Bülten, 1945 yılında aralarında Albert Einstein ve J. Robert Oppenheimer’ın da bulunduğu bilim insanları tarafından kuruldu. Yapay zeka, 2023’te ana akım topluma patlayıcı bir şekilde girmesinin ardından yeni bir endişe kaynağı olarak eklendi. Doomsday Clock’u yayınlayan bilimsel dergi The Bulletin, teknolojiyi yıkıcı teknoloji alanındaki en önemli gelişme olarak nitelendirdi:
“Yapay zekanın paradigmatik bir yıkıcı teknoloji olduğu açık. Yapay zeka tarafından ortaya konan herhangi bir fiziksel tehdit, fiziksel dünyanın durumunu değiştirebilen cihazlara bir bağlantı ile etkinleştirilmeli.”
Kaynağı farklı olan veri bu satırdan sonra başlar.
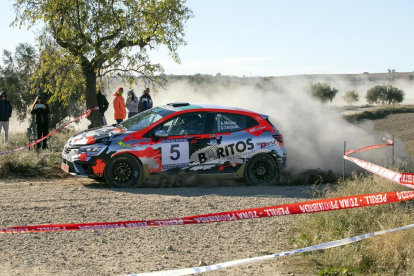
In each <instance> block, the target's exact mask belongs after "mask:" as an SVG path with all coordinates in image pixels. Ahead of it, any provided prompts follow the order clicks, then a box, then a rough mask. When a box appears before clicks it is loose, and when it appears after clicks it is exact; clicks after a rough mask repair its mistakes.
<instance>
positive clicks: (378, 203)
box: [0, 191, 414, 234]
mask: <svg viewBox="0 0 414 276" xmlns="http://www.w3.org/2000/svg"><path fill="white" fill-rule="evenodd" d="M413 198H414V191H404V192H387V193H375V194H363V195H356V196H346V197H337V198H330V199H320V200H313V201H305V202H299V203H291V204H283V205H275V206H269V207H260V208H253V209H245V210H237V211H230V212H222V213H212V214H204V215H196V216H188V217H181V218H171V219H153V220H135V221H118V222H96V223H73V224H47V225H35V226H16V227H9V228H0V233H5V234H7V233H29V232H60V231H74V230H106V229H126V228H146V227H159V226H173V225H187V224H203V223H211V222H223V221H235V220H245V219H255V218H267V217H276V216H287V215H295V214H306V213H317V212H326V211H335V210H344V209H351V208H358V207H366V206H373V205H379V204H386V203H392V202H400V201H405V200H410V199H413Z"/></svg>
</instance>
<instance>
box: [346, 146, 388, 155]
mask: <svg viewBox="0 0 414 276" xmlns="http://www.w3.org/2000/svg"><path fill="white" fill-rule="evenodd" d="M392 146H393V144H380V145H372V146H367V147H363V148H360V149H357V150H347V151H345V154H344V155H350V154H352V153H356V152H361V151H369V150H373V149H379V148H384V147H392Z"/></svg>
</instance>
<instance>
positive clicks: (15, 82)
mask: <svg viewBox="0 0 414 276" xmlns="http://www.w3.org/2000/svg"><path fill="white" fill-rule="evenodd" d="M2 59H3V66H1V67H0V87H1V89H2V90H5V91H6V93H7V98H8V99H9V100H10V101H12V103H13V110H14V113H15V114H17V118H18V119H19V120H20V121H23V120H24V119H25V118H26V117H27V107H28V106H29V105H30V103H31V102H32V101H33V99H34V98H33V95H30V87H31V81H30V79H31V77H32V76H33V74H34V72H35V71H36V68H37V66H38V64H39V56H38V53H37V51H36V48H35V47H33V46H32V45H30V44H27V43H20V44H18V45H17V46H16V48H15V51H14V53H13V52H11V51H7V50H4V51H3V56H2Z"/></svg>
Raporda, yapay zeka alanının dünyanın diğer acil tehditlerle başa çıkmasını engellemede potansiyel olarak önemli bir faktör olduğu ve yapay zekanın askeri ve bilgi operasyonları tarafından giderek daha fazla kullanıldığı belirtiliyor. Makale, birçok ülkenin endişelerin farkına varmaya başladığına ve teknolojinin zararlı etkilerini düzenlemek ve en aza indirmek için adımlar atmaya başladığına dikkat çekiyor.
Yapay Zeka Hakkında Dikkat Çeken Gelişmeler
Ağustos 2023’te Çin, yapay zeka için etkili düzenlemeler yayınlayan ilk ülke oldu. Daha sonra Aralık 2023’te Avrupa Birliği, üye devletlerin daha sonra benimsemeyi seçecekleri yapay zeka ile ilgili kendi geçici düzenlemelerini kabul etti.
Geçtiğimiz yıl yapay zekanın geliştirilmesi için bir merkez olarak ortaya çıkan Amerika Birleşik Devletleri henüz resmi bir yasa çıkarmadı. Ekim 2023’te Başkan Joe Biden, yapay zeka alanında emniyeti ve güvenliği için altı yeni standart belirleyen bir idari emir yayınladı.
Bununla birlikte bülten; yapay zeka ve diğer bilgi teknolojilerinin otoriter rejimlerin vatandaşların faaliyetlerini ve özgürlüklerini izleme yeteneğinin hızlanmasına da neden olduğuna dikkat çekti. Yapay zekanın 2024 yılındaki büyük küresel seçim sezonu öncesinde sahte haberler ve bilgi manipülasyonu yoluyla siyasi seçimleri etkileme kabiliyetine ilişkin endişeler de dile getirildi.